Time and again, politicians and parties that have overtly identified themselves with the campaign to dismantle Medicare have been rebuffed by the electorate. Even the Conservative Party—the new right-wing party formed through the merger of the right-wing populist and neo-conservative Canadian Alliance and the Progressive Conservatives—posed in the last federal election as a defender of Medicare.

Canadians are well aware of the deplorable conditions that exist south of the border, where “free market” health care has left 45 million Americans without health-care insurance and tens of millions more struggling under the weight of mounting health-care premiums.

Through the mechanism of the unelected Supreme Court, the ruling class in Canada is now seeking to trump the popular opposition to its drive to dismantle Medicare.

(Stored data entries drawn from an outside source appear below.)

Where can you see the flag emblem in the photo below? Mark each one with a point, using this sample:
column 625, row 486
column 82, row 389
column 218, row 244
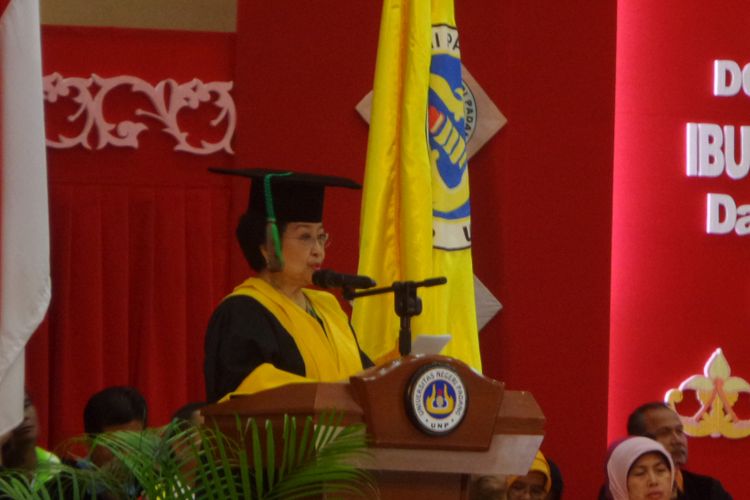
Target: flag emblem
column 446, row 125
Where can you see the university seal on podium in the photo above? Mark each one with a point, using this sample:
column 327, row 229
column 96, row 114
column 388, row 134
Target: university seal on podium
column 436, row 399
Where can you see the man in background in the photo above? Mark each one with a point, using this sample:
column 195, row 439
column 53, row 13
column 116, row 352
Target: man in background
column 658, row 421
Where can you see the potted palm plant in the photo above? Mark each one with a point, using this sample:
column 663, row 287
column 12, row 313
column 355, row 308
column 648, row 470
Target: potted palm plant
column 302, row 460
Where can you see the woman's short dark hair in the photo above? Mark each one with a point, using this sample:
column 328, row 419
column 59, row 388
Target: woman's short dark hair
column 114, row 406
column 251, row 235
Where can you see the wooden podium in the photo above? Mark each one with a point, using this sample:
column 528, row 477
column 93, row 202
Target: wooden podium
column 418, row 449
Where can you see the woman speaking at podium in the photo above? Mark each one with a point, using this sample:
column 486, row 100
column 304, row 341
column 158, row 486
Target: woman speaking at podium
column 272, row 330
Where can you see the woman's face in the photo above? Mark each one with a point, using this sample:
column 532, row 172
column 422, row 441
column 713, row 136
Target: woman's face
column 303, row 247
column 650, row 478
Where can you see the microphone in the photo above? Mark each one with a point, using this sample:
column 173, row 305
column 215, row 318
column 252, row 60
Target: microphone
column 325, row 278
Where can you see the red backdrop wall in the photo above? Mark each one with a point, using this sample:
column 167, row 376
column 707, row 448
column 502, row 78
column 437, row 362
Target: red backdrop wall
column 142, row 239
column 677, row 292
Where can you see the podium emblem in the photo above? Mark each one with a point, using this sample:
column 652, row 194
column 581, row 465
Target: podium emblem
column 436, row 399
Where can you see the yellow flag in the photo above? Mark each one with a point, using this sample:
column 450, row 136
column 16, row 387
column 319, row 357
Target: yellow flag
column 415, row 207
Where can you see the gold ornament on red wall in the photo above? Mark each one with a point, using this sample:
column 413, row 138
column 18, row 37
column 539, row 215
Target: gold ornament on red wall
column 717, row 392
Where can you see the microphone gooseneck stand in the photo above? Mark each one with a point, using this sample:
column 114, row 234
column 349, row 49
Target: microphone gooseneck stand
column 406, row 303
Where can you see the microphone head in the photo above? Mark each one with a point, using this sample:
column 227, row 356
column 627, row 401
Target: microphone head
column 325, row 278
column 322, row 278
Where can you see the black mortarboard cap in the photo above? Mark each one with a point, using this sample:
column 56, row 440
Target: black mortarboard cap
column 278, row 197
column 296, row 196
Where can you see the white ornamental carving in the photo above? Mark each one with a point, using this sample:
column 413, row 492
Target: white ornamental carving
column 167, row 97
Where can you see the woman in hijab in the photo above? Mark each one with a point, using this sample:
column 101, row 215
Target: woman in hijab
column 640, row 468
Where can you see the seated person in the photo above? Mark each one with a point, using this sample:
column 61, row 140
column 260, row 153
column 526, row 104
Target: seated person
column 190, row 413
column 118, row 408
column 658, row 421
column 487, row 488
column 536, row 484
column 640, row 468
column 273, row 330
column 21, row 451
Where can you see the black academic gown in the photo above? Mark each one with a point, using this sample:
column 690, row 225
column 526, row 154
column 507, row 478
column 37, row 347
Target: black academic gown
column 242, row 334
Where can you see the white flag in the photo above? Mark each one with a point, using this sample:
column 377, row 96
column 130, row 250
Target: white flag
column 24, row 223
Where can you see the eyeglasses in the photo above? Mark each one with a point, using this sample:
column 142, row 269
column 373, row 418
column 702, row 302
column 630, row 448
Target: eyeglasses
column 308, row 240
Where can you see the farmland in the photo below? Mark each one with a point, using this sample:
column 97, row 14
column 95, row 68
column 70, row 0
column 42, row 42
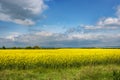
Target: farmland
column 68, row 61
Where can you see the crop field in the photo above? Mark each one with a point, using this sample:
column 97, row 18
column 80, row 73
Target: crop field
column 57, row 58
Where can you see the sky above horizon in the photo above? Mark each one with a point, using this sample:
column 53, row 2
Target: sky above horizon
column 60, row 23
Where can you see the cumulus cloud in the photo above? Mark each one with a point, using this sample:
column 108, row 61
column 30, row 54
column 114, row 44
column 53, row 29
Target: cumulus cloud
column 49, row 39
column 21, row 11
column 106, row 23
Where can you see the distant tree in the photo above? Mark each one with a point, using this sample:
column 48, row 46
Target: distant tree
column 14, row 48
column 3, row 47
column 36, row 47
column 28, row 47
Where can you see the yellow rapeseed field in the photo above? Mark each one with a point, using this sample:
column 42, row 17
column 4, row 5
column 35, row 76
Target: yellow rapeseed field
column 57, row 58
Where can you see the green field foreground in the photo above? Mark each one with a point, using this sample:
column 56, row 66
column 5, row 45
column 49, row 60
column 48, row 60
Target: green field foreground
column 60, row 64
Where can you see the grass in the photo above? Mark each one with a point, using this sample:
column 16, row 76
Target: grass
column 100, row 72
column 60, row 64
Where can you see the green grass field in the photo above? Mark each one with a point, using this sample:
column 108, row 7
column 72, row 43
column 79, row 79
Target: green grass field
column 60, row 64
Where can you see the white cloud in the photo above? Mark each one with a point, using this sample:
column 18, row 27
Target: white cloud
column 21, row 11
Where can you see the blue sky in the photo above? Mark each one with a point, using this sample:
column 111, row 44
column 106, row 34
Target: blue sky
column 60, row 23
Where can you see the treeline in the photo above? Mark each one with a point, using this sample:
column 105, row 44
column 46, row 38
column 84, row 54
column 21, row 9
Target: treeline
column 28, row 47
column 38, row 47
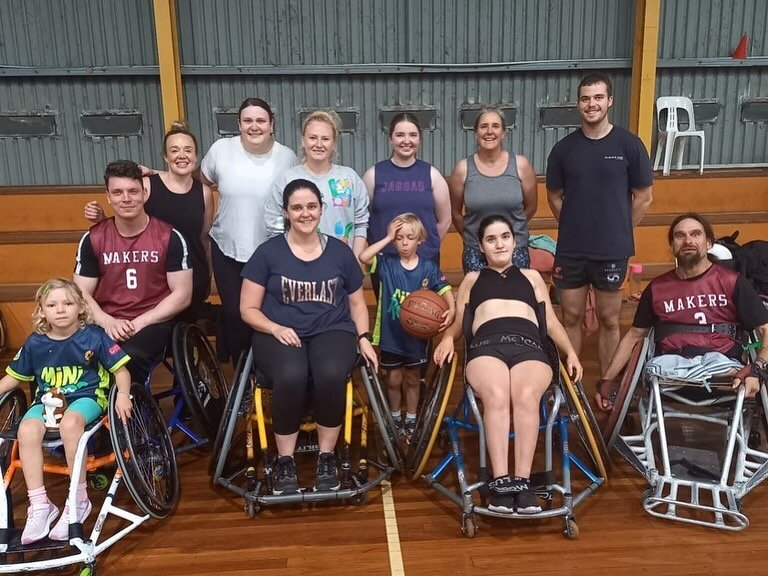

The National Post has been in the forefront of a campaign decrying “activist judges” who reputedly have unduly extended the meaning of Canada’s Charter of Rights to limit police powers and extend antidiscrimination protection and rights to gays and lesbians. But in its lead editorial Friday, the Post had nothing but praise for the majority on the court, although their ruling constitutes a virtually unprecedented intrusion of the courts into the formulation of public policy. The Post especially commended the ruling of Justice Deschamps, who dismissed the three dissenting judges for fear-mongering and for framing the debate over the future of public health care “as pitting rich against poor.”

“Yesterday,” proclaimed the Post “was a historic day. Now that Canada’s health care taboo has been smashed by its most esteemed tribunal, it is only a matter of time before our leaders accept the fact that Canada needs a mix of private and public health care systems.... What a poor reflection it is on our timid political class that it took an unelected judge to remove the wool from our eyes.”

Liberal Prime Minister Paul Martin and several provincial premiers have vowed that they will not allow the court ruling to undermine Medicare. “We are not going to have a two-tier health system in Canada,” declared Martin.

No one should give any credence to these pledges. It is the cuts implemented by governments of all the parties of Canada’s ruling elite, including the indépendantiste Parti Québécois, but especially the Chrétien-Martin Liberal government, that have undermined Medicare and opened the door for the Supreme Court and big business to exploit the system’s grave failings to promote health-care privatization.

As for the unions and the social-democratic New Democratic Party, they have strangled struggles against the dismantling of public services, most notably the 1997 Ontario teachers and 1999 Quebec nurses strikes. The unions and social democrats entirely accept the framework of the ruling class debate over health care, that is, that human needs must be subordinated to the profit imperative. Thus the Canadian Labour Congress (CLC) responded to the Supreme Court decision by reminding corporate Canada that Medicare provides it with an important labor-cost advantage over its US rivals.

Thursday’s ruling threatens Canada’s public health-care system with the death of a thousand cuts. Big business and the right will now seek to overthrow the remaining legal prohibitions on the development of a private health-care system, while setting up private clinics and hospitals that will siphon off the most profitable medical treatments and much of the best-qualified personnel. Over time, Medicare will be hollowed out, leaving a shrunken and dilapidated public health-care system for the vast majority of Canadians.

If this nightmare scenario is not to be realized the working class must intervene in the health-care debate as an independent political force fighting for the radical reorganization of economic life so as to place human need before individual profit.